We are told, also, as might be inferred from the above clause, that the nominal capital of the company might be reduced.

On these words I think four points are fairly clear.

First, there is to be no deduction for depreciation except as is expressly stated. The respondents must therefore bring themselves within the exception, and, as that exception is introduced for the benefit of the appellant, if there is an ambiguity he is entitled to the advantage of it.

Secondly, no allowance for depreciation is to be made at all unless such an allowance is made in the company's balance sheets.

Thirdly, in any case the allowance for depreciation is not to exceed a sum equal to three per centum of the nominal capital of the company, and, if the capital is increased, still the allowance is not to exceed £42,000.

Fourthly, the profits upon which commission is to be paid are to be ascertained from the auditors' certificates. The reference clearly is to the company's annual accounts and balance sheets, including the profit and loss account, in which the allowance for depreciation, if any, would appear.

The profits being thus ascertained, the commission is to be paid on the amount so ascertained, subject to the directions contained in the clause itself.

The appellant contends that this is the true construction. The respondents contend that if any allowance for depreciation is made in their balance sheet for any particular year, they are entitled, irrespective of the actual amount so allowed, to deduct a sum equal to three per centum of the nominal capital. If that is the meaning, it could be expressed in as many words as I have just used, and it is difficult to imagine why the parties should have wrapped up their meaning in the mass of verbiage I have thought it necessary to quote.

The respondents rely on the words "shall be entitled to deduct therefor"—"therefor" means "in respect of it," that is, "in respect of depreciation allowed in the balance sheet"—a "sum equivalent to three pounds per centum on the nominal capital of the company but not exceeding £42,000."

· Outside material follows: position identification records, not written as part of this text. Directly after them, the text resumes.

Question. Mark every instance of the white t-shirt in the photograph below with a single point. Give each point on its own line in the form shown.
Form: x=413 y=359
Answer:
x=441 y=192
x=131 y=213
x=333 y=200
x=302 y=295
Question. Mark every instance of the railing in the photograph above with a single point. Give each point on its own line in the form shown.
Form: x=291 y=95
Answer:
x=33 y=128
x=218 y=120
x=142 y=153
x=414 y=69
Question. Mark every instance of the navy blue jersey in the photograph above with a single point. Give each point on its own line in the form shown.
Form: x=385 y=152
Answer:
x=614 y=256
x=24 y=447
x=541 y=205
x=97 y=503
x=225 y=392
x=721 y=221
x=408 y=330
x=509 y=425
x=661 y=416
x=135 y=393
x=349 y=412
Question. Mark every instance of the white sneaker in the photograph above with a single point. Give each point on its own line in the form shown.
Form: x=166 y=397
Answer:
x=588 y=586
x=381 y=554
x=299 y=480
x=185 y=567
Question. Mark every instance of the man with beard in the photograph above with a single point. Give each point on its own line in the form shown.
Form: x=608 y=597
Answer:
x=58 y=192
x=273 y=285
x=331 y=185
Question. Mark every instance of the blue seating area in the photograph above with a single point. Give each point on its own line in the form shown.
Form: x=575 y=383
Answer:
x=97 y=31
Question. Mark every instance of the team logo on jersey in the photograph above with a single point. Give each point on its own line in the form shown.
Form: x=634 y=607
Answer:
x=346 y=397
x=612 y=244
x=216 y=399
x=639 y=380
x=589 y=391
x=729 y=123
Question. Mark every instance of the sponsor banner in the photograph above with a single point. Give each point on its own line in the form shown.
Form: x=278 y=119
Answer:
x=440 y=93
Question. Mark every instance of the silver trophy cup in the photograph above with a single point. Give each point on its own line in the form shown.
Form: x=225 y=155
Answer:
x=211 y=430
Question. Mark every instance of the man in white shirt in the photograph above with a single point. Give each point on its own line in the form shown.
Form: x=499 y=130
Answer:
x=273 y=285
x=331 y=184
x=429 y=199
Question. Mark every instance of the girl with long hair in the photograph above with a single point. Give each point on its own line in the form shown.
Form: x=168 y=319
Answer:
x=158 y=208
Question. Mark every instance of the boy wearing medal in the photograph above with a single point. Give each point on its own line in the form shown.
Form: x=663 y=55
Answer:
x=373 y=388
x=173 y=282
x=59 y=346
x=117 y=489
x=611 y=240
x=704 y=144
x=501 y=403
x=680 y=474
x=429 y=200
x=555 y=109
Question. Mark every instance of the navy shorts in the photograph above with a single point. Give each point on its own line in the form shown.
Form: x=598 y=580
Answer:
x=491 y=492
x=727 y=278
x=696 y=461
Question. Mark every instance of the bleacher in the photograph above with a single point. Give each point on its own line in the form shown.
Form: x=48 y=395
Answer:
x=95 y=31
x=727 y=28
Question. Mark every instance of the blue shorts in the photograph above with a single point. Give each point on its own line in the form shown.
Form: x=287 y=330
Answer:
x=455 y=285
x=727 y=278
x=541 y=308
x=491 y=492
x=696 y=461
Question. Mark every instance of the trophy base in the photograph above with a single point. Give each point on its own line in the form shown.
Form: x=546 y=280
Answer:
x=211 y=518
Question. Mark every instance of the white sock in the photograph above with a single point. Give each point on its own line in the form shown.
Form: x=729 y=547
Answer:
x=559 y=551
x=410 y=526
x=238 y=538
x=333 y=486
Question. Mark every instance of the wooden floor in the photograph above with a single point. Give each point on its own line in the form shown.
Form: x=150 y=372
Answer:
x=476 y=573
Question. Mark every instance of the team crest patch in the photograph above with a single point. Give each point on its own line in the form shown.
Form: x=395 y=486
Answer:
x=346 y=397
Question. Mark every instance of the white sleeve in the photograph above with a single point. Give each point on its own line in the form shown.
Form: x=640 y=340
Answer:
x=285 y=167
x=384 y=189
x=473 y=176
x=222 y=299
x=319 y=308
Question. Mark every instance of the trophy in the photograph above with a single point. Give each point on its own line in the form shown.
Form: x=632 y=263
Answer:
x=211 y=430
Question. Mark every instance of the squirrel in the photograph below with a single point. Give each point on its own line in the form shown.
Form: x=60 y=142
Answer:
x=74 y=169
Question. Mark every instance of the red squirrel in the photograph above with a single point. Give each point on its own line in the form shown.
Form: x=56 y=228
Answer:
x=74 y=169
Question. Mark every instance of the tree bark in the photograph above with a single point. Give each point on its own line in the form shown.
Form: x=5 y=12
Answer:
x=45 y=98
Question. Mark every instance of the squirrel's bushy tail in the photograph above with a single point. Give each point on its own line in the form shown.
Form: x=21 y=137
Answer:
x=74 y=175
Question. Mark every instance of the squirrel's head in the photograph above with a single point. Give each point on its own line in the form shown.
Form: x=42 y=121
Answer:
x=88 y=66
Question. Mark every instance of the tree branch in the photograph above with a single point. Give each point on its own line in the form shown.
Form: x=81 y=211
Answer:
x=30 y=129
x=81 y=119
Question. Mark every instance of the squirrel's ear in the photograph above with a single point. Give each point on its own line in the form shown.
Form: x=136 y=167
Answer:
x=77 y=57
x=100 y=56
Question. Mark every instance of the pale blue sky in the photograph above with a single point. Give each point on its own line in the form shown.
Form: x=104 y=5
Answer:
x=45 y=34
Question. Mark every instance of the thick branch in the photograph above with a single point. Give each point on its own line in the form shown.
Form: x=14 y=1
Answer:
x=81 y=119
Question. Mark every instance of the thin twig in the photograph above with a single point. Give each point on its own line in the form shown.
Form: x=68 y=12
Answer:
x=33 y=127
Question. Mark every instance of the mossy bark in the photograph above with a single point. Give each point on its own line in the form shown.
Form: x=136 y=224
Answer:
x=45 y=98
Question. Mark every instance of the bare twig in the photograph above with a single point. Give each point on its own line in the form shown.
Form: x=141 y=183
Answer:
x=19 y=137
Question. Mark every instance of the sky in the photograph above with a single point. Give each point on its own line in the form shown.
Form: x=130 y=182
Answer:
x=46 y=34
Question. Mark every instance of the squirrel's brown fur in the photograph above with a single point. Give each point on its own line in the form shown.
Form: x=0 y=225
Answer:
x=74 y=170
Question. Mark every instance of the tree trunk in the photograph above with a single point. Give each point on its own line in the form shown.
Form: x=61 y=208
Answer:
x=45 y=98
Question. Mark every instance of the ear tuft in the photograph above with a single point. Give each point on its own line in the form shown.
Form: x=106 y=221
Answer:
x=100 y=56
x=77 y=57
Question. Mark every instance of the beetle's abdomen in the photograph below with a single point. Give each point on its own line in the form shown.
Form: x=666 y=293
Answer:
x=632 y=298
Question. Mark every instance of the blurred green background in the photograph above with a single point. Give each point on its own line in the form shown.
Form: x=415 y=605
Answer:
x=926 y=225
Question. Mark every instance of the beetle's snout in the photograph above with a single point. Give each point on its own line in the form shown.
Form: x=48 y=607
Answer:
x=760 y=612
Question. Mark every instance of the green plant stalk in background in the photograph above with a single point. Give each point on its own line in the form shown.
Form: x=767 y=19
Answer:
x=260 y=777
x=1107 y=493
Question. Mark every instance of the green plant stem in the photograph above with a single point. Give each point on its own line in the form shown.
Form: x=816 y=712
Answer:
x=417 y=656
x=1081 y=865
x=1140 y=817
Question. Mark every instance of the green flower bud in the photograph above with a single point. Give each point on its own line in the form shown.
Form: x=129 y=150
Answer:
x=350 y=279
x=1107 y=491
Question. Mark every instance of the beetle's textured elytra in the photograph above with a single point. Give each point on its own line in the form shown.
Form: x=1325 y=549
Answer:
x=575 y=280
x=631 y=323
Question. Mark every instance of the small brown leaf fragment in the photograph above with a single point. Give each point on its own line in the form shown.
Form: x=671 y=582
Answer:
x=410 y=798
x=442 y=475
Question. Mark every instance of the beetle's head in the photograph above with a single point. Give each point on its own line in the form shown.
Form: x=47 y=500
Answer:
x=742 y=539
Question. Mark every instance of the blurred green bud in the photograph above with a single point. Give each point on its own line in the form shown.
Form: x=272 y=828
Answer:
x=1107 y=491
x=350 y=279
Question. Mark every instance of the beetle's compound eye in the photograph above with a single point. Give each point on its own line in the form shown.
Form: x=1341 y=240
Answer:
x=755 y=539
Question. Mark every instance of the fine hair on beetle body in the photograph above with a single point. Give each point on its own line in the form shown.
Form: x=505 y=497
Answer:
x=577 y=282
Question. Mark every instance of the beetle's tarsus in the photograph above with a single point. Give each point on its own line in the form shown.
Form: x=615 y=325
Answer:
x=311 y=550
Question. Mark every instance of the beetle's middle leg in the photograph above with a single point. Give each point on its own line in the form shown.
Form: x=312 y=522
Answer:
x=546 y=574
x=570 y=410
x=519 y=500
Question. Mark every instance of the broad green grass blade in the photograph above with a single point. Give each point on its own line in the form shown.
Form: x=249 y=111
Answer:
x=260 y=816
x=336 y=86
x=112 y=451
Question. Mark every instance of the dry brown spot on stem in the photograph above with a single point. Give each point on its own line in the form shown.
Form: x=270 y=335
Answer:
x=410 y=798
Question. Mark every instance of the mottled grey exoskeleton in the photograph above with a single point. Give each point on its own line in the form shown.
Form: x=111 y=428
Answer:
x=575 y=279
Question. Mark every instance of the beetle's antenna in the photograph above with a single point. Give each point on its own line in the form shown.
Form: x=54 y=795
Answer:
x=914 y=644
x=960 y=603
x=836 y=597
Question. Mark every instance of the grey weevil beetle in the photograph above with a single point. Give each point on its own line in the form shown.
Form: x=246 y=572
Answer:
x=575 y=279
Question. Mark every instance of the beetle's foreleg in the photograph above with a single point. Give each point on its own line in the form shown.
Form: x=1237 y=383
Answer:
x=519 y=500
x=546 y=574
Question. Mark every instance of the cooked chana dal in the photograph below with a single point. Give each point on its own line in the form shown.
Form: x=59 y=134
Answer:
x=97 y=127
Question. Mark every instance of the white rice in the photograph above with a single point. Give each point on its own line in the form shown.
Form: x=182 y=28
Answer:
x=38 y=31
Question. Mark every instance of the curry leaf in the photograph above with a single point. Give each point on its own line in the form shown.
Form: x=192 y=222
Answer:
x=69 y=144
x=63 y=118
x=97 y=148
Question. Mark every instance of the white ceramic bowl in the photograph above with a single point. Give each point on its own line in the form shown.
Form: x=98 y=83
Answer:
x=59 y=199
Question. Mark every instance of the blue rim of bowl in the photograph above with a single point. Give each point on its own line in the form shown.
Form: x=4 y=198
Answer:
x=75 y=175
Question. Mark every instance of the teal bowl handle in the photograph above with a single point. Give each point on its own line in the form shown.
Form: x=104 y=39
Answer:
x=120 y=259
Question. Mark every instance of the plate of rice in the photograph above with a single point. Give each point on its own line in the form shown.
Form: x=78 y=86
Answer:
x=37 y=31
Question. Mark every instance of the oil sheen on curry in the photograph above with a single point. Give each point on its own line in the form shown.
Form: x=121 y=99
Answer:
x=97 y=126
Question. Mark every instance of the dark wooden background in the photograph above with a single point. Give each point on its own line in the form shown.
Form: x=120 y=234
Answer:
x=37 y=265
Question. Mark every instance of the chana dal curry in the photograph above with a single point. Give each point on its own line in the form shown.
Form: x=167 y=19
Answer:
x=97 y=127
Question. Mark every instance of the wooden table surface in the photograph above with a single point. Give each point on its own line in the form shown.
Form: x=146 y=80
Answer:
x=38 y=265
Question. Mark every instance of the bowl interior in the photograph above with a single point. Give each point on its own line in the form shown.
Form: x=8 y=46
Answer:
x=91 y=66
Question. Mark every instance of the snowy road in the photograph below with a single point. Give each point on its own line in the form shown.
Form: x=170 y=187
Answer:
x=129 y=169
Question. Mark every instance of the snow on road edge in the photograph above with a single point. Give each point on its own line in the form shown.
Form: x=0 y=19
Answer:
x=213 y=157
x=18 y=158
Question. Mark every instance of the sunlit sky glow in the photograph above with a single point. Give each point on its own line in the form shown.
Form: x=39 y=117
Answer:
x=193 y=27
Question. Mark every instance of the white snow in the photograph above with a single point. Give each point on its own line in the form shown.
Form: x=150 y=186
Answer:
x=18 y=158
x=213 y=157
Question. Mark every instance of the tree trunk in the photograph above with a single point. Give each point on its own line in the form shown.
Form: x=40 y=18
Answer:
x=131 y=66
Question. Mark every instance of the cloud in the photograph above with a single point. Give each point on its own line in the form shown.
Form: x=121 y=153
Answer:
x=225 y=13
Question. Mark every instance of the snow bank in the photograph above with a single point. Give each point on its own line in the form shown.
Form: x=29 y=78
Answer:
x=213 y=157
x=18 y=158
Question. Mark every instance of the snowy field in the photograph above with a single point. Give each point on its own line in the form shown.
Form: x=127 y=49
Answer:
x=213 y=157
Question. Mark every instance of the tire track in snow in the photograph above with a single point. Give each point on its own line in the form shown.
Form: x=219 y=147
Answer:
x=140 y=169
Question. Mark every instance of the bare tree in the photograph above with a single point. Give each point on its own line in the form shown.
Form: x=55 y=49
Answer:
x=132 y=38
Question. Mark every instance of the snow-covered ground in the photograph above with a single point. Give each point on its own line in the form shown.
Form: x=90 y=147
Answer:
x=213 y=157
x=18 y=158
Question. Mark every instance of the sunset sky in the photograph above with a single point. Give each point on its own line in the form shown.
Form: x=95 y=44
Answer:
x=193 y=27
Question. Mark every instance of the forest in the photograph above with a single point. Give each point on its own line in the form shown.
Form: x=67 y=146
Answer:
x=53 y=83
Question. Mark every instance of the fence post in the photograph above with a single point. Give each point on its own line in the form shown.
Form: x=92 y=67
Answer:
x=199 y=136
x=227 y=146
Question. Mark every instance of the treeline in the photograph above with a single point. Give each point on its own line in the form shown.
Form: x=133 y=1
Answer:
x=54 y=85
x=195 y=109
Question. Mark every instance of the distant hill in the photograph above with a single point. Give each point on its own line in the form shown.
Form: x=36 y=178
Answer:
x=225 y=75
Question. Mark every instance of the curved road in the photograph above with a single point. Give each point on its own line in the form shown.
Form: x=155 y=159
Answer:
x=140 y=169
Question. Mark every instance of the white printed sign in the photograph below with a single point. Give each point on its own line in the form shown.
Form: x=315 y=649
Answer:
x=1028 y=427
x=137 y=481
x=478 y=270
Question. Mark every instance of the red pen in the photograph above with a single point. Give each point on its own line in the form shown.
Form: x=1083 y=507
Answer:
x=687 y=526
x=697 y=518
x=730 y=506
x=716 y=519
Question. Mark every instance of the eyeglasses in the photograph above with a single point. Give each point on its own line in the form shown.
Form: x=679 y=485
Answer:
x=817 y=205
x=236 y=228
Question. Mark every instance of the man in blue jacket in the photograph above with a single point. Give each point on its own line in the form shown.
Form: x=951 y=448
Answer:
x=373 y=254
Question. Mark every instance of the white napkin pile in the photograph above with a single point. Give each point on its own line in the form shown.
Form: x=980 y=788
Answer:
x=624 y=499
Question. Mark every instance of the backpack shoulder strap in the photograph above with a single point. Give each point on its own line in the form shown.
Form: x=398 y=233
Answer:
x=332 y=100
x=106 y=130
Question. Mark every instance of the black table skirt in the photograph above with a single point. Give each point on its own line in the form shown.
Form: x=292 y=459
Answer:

If these words stood alone, they might bear the interpretation put upon them by the respondents. But, when they are read as creating a conditional exception to the rule that nothing shall be deducted for depreciation, I think that is not even the primâ facie meaning to be given to them. The stipulation is in substance this, that there shall be no deduction for depreciation unless an allowance for depreciation is made in the balance sheet. If there is, the company may make a deduction not exceeding (however large the allowance may be) £42,000, and not exceeding three per centum of the nominal capital if that is less than £1,400,000.

The words "equivalent to" indicate that the amount is to be arrived at by a calculation of which the basis is the amount of the nominal capital for the time being. But to read these words as authorizing a fixed amount of deduction, irrespective of, and opposed to, the truth, is inconsistent with the rest of the document, particularly that portion of it which provides that the commission is to be payable on the profits as ascertained by the auditors' certificates, which would necessarily show the profits after deducting the real depreciation as actually estimated, and not an arbitrary sum regardless of the truth.

I agree therefore with the conclusion at which McMillan J. arrived, and with which Burnside J. in the Full Court concurred. The words, in my judgment, denote a maximum and not a fixed and unvarying amount.

For these reasons I think that the appeal should be allowed.

Barton J.

I am of the same opinion. I felt some doubt at first, but after closely considering the reasons given by McMillan J. for his judgment, I think they fully justify the conclusion to which he came, irrespective of the reasons which have just been stated.

O'Connor J.

I agree in thinking that the reasoning of McMillan J. is conclusive.

Appeal allowed. Order appealed from discharged. Appeal from McMillan J. dismissed with costs, and his judgment restored. Respondent to pay the costs of this appeal.

Solicitors, for the appellant, Lawson & Jurdine for James & Darbyshire, Perth.

Solicitors, for the respondents, Blake & Riggall for Stone & Burt, Perth.